Today’s customers almost always expect to get what they want at the time they want it, despite The Rolling Stones hit, “You Can’t Always Get What You Want.” Technology allows consumers to browse, purchase, and obtain services around the clock and can provide with what seems like unlimited company and service options. Unfortunately for the companies, technology, negative customer experiences, and the ease of which negative word of mouth can spread with Web 2.0 are among the many ways that companies can now easily lose their customers. Companies must find an effective mean to hang on to their “all about me” customers.
As consumers have more options than ever to seek what they want when they want it, customer retention remains a strategic issue for companies. Research by the Strativity Group found that 95% of executives think that customer experience is the next competitive battleground, playing a massive role in customer retention. If customers feel that they are not receiving the service they deserve, companies risk losing them to competitors. Loyalty and repeat purchases from customers increasingly depend on the quality of service provided and whether he or she feels their opinions, desires, and attitudes are taken seriously by the company.
Negative experiences and the way they are handled play a big role for why a customer will leave a company. Research by Quality Digest found that people with poor product or service recollections share the negative experience with approximately nine acquaintances. Negative word of mouth spreads more easily now via Facebook, Twitter, and blogs. The online reach is much larger too, as many have hundreds of friends and followers. This, too, in the end could lead to companies losing their customers. Companies need to have a plan to effectively deal with the customers having negative experiences so they can find a way to retain them and solve the issue, rather than lose them. Let’s not forget another key reason to hold on tight: acquiring new customers can cost five times more than retaining current ones.
Feedback management initiatives enable companies to create a two-way dialogue with customers to find out how they feel about a product or service and what factors impact their decision-making process.
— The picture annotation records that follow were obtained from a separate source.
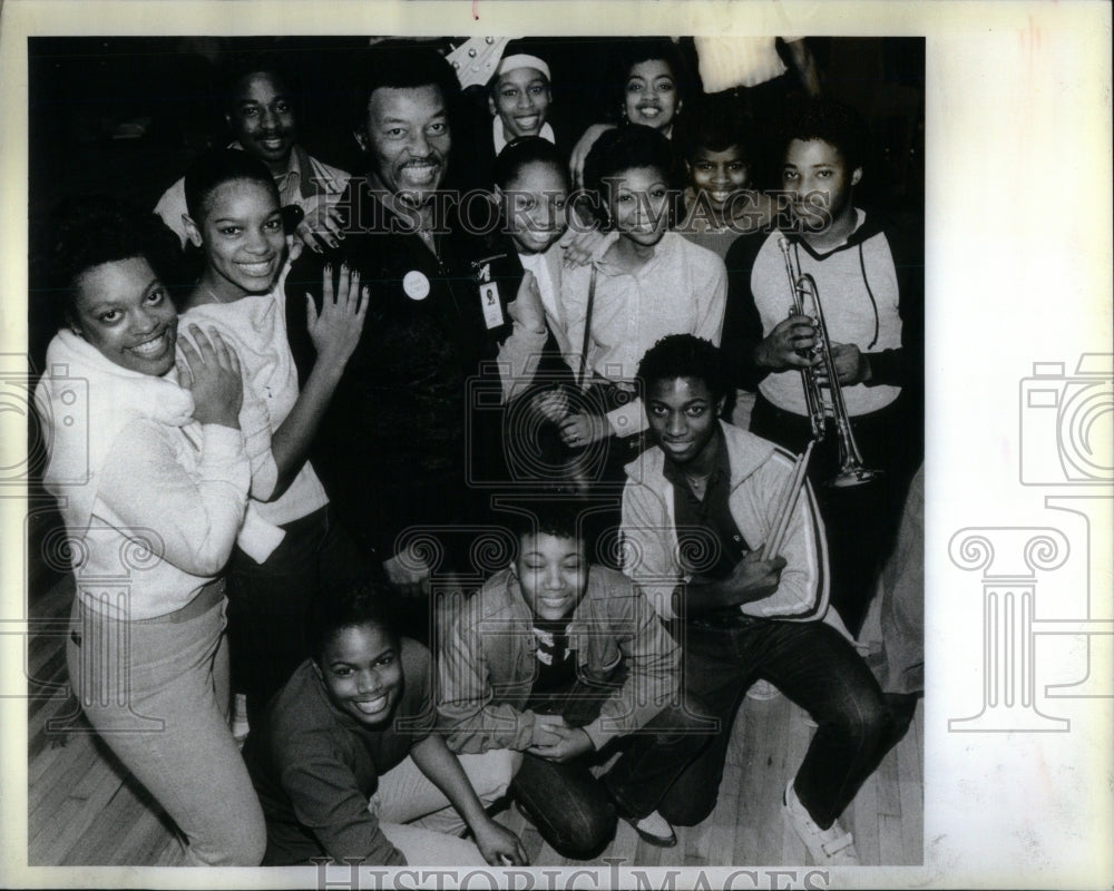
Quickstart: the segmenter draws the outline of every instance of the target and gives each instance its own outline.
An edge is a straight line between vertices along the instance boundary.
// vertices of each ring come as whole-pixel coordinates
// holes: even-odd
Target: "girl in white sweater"
[[[244,386],[264,408],[274,459],[253,477],[228,566],[232,683],[246,694],[255,724],[310,656],[305,615],[317,591],[362,571],[306,453],[363,331],[368,288],[344,268],[334,288],[326,267],[320,314],[306,304],[317,358],[300,390],[282,287],[290,249],[300,243],[284,233],[274,179],[246,153],[218,149],[193,164],[185,190],[186,233],[205,266],[183,320],[214,326],[238,354]]]
[[[228,731],[216,576],[260,414],[218,334],[179,341],[155,226],[98,199],[71,206],[56,237],[65,327],[36,400],[77,581],[67,664],[90,724],[182,831],[186,862],[256,865],[266,831]]]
Companies can best enhance customer experience, loyalty, and advocacy by first measuring it and then showing customers that their opinions count. Only by tracking individual “pain points” can companies change business processes to improve customer experience, enhance a product offering, or provide a personalized service that differentiates the company from its competitors.
Companies can design a feedback program to solicit customer feedback. The ideal program measures each customer’s experience within 24 hours of a customer’s interaction with the business. As the feedback relates to a specific, recent event, the customer’s experience is fresh in mind. With feedback management software, companies can turn the multi-channel environment into a highly-effective communication and marketing mechanism to help solve their problems.
Companies should close the loop with their customers with personalized invitations to provide feedback so customers understand what motivated the outreach. When a customer has a negative experience and explains why, the company can re-contact the customer to discuss the issue further to resolve it and prevent the same one from reoccurring. The customer will be pleasantly surprised and impressed that direct and immediate action is taken as a result of their feedback. Positive word of mouth is now triggered about the company. With customers aware their individual voices are heard, the feedback management program becomes a good way to keep negative word of mouth from spreading like wildfire, and ultimately, customers can be kept loyal to the company. If the customers are always right, then perhaps the world does revolve around them and it is imperative for companies to focus their efforts on retaining them, especially with the new challenges companies face.